I've successfully changed icons using the procedure described in an another question: Changing or setting a file or folder icon programmatically. Either my sips (or Finder) got broken afterwards or I just zoomed in for the first time (it seems the icon is sharp from ≈100x100 downwards), but, anyway, the icon that sips -i image.png creates is blurry/pixelated:

blurry icon

What I did before the blurrification:

$ cp FIN-2.png FIN-3.png
$ sips -i FIN-3.png

So FIN-2 and FIN-3 are the same. FIN-2 is a 512x512 PNG-file

Furthermore: using sips breaks all further attempts when trying to set a custom icon even with any GUI method and with any file in any folder.

Only cure is to delete ~/Library/Caches/com.apple.finder/ and restart Finder. Then changing icon via GUI (drag&drop, copy&paste) works normally with any file.
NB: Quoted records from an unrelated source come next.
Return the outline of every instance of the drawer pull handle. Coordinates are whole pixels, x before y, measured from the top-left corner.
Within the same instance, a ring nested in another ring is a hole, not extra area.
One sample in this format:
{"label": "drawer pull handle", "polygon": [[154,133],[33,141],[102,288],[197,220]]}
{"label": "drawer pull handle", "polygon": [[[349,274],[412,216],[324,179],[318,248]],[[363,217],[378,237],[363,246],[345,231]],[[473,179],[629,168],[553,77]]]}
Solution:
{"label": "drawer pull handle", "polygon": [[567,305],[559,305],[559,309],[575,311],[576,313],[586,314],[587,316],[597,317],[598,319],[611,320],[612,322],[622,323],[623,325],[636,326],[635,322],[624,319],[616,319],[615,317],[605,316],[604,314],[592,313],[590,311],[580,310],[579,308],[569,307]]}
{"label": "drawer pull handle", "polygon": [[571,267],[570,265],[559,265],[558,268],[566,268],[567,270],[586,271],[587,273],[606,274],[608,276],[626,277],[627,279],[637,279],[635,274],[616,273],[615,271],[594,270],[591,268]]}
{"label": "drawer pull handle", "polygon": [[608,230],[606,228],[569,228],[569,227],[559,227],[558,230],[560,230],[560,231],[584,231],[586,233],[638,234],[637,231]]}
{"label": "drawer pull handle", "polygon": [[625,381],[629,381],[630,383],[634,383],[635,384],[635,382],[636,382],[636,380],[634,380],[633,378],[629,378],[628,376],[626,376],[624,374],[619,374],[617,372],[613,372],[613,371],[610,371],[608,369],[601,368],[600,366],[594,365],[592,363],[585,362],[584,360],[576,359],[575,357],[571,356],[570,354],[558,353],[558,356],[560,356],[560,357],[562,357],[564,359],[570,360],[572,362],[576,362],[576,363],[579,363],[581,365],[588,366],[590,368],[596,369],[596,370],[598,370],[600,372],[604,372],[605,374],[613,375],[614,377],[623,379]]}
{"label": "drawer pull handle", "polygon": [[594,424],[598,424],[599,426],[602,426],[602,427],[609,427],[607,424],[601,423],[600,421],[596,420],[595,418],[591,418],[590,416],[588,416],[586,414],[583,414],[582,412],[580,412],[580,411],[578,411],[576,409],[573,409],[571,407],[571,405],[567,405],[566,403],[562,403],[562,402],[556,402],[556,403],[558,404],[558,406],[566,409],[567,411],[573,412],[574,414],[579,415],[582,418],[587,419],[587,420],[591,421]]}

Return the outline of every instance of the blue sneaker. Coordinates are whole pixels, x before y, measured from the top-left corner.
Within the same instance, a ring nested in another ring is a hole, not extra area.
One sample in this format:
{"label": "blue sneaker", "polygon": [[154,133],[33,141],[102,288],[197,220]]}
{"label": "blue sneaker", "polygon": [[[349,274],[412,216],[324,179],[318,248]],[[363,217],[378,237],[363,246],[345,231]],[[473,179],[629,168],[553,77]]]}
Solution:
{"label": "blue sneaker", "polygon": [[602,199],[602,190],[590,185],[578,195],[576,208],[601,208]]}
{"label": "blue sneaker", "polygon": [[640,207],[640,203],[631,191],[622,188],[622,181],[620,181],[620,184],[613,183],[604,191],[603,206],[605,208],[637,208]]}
Two main questions—and answering to either one probably solves the problem close enough for me:

  1. How can I set an image as an icon programmatically without using sips -i (= sips --addIcon) in the process? (again, refer to the other question for more comprehensive info)
    • Shell (bash) or AppleScript is preferred
    • I could convert the PNG to e.g. ICNS if needed.
  2. Is sips broken? Why/How? Can it be fixed; how? (Or is it the Finder? Or something else?)

2 Answers 2


I think I've found a workaround!

First off, install osxutils bundle which is a bit dated (2005) but nevertheless it works. (see the osxutils contents and man pages)

Prepare the PNG to ICNS—ironically you can use sips. Then use seticon from the osxutils bundle to change the icon:

$ sips -s format icns FIN.png --out FIN.icns
$ seticon -d FIN.icns FIN.png

The seticon also changes the file's attributes, ie. using SetFile -a C isn't necessary.

†: Using a PNG as a source file for seticon changes the icon to a generic PNG icon, even with -d option. Furthermore, using seticon FIN.icns FIN.png changes the icon to a generic ICNS icon. (Consult the seticon's man pages)

‡: NB: the source file must be a square and possible side-lengths are: 16, 32, 48, 128, 256 and 512.


Strangely enough the best solution seems to be not to use Apple's own tools but the Python code because it has 3 advantages not being limited by:

  • output file resolution
    (it works till 1024x1024)
  • input file format
    (tried with ICNS and PNG)
  • permissions to install
    (define it as a function)
  • Welcome to Ask Different! I'd recommend taking a look at this answer to a similar question that uses preinstalled utilities but supports features not supported by previous apps. Not sure why it's blurry in this example.
    – JMY1000
    Commented May 20, 2016 at 2:11
  • Maybe I am quite new to this subsite, but not the topic, take a look at stackoverflow.com/a/31150333/1535581. What are the features you refer to? It's blurry because it uses sips -i that seems to be limited at a resolution of 256x256 pixels at the moment.